477 U.S. at 247–48. A “material fact” is a fact that might affect the outcome of a party’s case. Id. at 248; see also JKC Holding Co. v. Wash. Sports Ventures, Inc., 264 F.3d 459, 465 (4th Cir. 2001) (citing Hooven–Lewis v. Caldera, 249 F.3d 259, 265 (4th Cir. 2001)). Whether a fact is considered to be “material” is determined by the substantive law, and “[o]nly disputes over

facts that might affect the outcome of the suit under the governing law will properly preclude the entry of summary judgment.” Anderson, 477 U.S. at 248; Hooven–Lewis, 249 F.3d at 265. A “genuine” issue concerning a “material” fact arises when the evidence is sufficient to allow a reasonable jury to return a verdict in the nonmoving party’s favor.

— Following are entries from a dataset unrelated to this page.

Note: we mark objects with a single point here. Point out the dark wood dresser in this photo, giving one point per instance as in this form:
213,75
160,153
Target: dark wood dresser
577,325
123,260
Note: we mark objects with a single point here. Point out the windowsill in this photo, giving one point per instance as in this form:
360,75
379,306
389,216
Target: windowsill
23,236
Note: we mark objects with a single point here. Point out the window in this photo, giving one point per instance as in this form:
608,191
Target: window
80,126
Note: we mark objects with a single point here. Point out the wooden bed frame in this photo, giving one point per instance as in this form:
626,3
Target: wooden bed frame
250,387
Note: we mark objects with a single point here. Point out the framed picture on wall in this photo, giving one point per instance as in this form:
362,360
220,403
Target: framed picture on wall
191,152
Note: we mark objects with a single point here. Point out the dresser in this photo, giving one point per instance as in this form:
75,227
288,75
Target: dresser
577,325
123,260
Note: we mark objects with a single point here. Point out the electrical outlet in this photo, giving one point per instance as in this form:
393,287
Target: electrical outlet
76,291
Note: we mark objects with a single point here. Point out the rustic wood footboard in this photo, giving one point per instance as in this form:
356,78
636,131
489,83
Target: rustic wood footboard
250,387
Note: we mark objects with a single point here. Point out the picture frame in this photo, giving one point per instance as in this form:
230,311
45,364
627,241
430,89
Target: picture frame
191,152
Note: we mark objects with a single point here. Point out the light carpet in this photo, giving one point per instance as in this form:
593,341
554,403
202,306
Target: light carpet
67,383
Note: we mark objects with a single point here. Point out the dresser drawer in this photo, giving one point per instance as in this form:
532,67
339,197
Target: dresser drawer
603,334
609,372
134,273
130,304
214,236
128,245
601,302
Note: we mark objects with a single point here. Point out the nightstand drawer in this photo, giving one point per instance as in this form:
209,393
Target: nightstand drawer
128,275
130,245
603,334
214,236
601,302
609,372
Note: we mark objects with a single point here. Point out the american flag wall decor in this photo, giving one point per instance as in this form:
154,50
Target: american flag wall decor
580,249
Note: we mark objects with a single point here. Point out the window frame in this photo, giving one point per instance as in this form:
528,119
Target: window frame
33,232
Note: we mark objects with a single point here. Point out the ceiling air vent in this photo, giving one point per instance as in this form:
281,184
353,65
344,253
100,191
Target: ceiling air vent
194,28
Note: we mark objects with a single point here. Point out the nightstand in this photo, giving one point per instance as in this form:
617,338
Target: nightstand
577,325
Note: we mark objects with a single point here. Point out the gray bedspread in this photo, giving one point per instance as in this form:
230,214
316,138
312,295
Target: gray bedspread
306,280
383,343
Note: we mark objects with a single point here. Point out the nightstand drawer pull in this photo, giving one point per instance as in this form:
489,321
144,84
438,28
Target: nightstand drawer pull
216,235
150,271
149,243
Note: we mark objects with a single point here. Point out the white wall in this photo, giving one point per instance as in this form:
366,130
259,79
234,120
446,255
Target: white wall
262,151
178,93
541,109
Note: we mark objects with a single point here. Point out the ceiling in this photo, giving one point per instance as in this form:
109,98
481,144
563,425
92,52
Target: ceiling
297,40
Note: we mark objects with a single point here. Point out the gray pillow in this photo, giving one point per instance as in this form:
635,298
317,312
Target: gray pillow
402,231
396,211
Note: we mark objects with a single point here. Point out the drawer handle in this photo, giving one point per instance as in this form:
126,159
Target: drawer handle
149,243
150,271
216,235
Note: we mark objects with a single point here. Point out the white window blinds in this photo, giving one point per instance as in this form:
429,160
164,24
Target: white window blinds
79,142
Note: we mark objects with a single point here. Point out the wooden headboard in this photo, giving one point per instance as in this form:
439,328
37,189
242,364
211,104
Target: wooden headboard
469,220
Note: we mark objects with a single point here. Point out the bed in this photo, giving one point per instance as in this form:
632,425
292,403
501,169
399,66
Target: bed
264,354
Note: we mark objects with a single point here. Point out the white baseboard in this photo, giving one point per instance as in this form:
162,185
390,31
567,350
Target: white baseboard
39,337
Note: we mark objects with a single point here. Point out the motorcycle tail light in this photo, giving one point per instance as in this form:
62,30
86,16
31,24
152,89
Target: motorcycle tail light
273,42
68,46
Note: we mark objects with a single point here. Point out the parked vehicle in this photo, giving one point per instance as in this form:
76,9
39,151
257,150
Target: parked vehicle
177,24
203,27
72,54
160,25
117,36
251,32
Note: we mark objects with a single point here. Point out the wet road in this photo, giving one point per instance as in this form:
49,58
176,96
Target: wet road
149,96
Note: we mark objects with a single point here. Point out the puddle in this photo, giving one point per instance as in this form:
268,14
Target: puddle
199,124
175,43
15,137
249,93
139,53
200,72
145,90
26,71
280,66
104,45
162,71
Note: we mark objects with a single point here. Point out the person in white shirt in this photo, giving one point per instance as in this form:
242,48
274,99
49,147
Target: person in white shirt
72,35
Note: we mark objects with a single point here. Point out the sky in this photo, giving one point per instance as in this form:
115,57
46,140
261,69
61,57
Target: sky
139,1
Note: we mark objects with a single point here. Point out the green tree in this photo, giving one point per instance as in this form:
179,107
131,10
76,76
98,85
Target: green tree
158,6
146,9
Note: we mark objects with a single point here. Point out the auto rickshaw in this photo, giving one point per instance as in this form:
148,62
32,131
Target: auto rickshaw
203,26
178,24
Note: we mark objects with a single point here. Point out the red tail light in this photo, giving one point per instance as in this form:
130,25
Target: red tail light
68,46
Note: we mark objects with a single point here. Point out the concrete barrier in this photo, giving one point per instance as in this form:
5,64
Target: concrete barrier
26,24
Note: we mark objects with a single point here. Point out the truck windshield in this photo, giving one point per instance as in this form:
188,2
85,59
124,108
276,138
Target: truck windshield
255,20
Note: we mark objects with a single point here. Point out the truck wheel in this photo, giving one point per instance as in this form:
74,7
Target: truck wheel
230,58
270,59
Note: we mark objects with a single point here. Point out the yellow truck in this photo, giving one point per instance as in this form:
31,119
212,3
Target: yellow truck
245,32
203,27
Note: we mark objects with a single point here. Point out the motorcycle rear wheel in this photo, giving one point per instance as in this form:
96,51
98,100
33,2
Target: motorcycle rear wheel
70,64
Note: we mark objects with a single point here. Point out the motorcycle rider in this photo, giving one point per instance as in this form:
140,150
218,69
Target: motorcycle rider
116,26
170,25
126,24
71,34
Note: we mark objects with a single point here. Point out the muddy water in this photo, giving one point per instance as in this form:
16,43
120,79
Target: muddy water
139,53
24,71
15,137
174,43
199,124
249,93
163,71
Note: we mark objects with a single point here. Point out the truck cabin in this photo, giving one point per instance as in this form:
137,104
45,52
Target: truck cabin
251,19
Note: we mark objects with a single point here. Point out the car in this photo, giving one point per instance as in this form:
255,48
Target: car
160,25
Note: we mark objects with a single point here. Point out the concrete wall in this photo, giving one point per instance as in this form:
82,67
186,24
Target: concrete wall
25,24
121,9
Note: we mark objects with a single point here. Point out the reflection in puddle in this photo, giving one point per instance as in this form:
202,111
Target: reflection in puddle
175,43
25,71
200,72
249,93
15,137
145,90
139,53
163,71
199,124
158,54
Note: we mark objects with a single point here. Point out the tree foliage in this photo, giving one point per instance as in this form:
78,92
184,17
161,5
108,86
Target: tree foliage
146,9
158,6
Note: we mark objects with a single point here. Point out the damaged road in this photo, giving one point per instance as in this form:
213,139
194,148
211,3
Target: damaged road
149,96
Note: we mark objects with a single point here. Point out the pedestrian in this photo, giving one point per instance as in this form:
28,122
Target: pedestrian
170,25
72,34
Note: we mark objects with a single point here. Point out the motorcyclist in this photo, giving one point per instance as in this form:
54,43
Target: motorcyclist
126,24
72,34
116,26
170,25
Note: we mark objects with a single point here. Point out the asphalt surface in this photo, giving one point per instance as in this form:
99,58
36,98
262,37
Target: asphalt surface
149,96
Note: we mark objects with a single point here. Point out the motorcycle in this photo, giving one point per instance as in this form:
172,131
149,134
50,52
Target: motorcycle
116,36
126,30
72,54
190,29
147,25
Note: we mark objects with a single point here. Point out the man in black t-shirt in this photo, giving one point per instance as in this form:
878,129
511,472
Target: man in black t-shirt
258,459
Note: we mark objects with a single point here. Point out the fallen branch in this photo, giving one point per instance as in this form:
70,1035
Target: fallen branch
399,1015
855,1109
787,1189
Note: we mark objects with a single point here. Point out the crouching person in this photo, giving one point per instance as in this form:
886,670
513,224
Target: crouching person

Anderson, 477 U.S. at 248. Rule 56(e) “requires the nonmoving party to go beyond the

pleadings and by its own affidavits, or by the depositions, answers to interrogatories, and admissions on file, designate specific facts showing that there is a genuine issue for trial.” Celotex Corp. v. Catrett, 477 U.S. 317, 324 (1986).